PTBUN - Polish Neuroscience Society

id_783. THE SCHIZOPHRENIA-ASSOCIATED 3Q29 DELETION MODIFIES BEHAVIORAL AND MOLECULAR RESPONSE TO ACUTE RISPERIDONE TREATMENT IN A MOUSE MODEL

Magdalena Ziemiańska¹, Klaudia Misiołek¹, Julia Netczuk¹, Martyna Boguska¹, Łukasz Szumiec¹, Sławomir Gołda¹, Mateusz Zięba², Marcin Piechota², Małgorzata Borczyk², Marzena Maćkowiak³, Michał Korostyński², Jan Ridriguez Parkitna¹

¹ Departament of Molecular Neuropharmacology, Maj Institute of Pharmacology Polish Academy of Sciences, Krakow, Poland
² Laboratory of Pharmacogenomics, Maj Institute of Pharmacology Polish Academy of Sciences, Krakow, Poland
³ Department of Pharmacology and Brain Biostructure, Maj Institute of Pharmacology Polish

INTRODUCTION: Rare high-risk schizophrenia variants may contribute to variability in antipsychotic response, yet their mechanistic effects remain unclear. The 3q29 deletion, conferring >40-fold increased risk, is conserved in mice, providing a translational model to investigate disease mechanisms and treatment efficacy.

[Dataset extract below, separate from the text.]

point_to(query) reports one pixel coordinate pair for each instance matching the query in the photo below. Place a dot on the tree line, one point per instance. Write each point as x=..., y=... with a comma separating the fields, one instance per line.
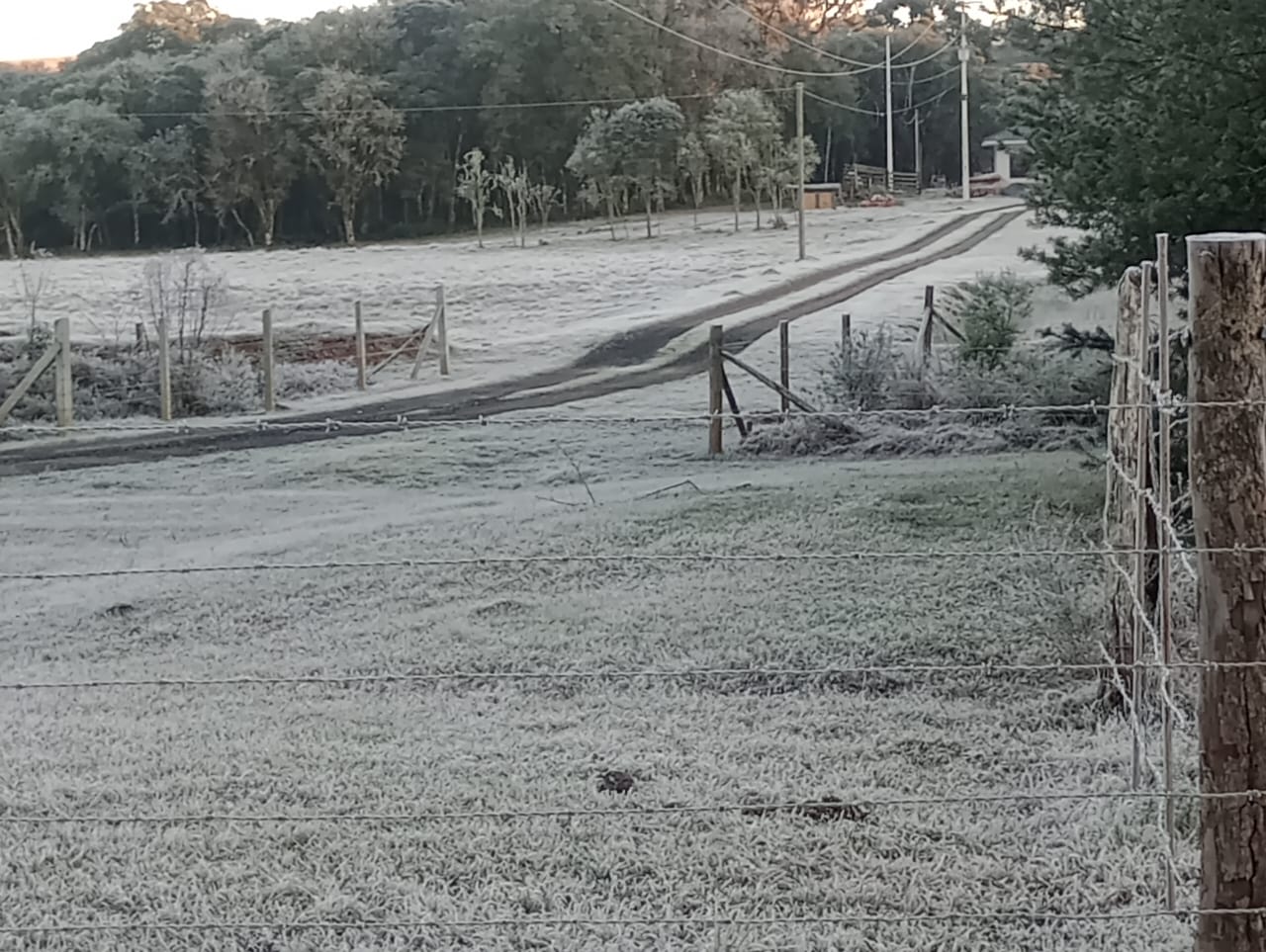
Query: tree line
x=191, y=127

AIM(S): We investigated behavioral and transcriptomic responses to acute risperidone treatment in a mouse model of the human 3q29 deletion.

METHOD(S): Adult mutant and wild-type littermates were tested in two sessions, measuring acoustic startle and prepulse inhibition (PPI). Baseline responses were assessed in drug-naïve animals, followed by administration of risperidone (0.5 or 1 mg/kg) or saline in the second session. Brains were collected two hours after 1 mg/kg treatment for spatial transcriptomic profiling.

RESULTS: Mice carrying the 3q29 deletion exhibited elevated acoustic startle amplitudes while maintaining intact PPI, indicating increased baseline stimulus-evoked responding without impairment of sensorimotor gating. Acute risperidone treatment suppressed startle amplitude in both genotypes but produced a smaller reduction in PPI in 3q29 mice than in control mice, revealing blunted antipsychotic effects in mutants. At the molecular level, spatial transcriptomic analysis confirmed reduced expression of genes within the 3q29 deleted region. Following risperidone treatment, 64 genes showed genotype-dependent expression changes. Gene ontology analysis revealed enrichment for biological processes involving learning, synaptic plasticity, and sensorimotor function. Notably, 13 of these 64 genes are associated with schizophrenia risk.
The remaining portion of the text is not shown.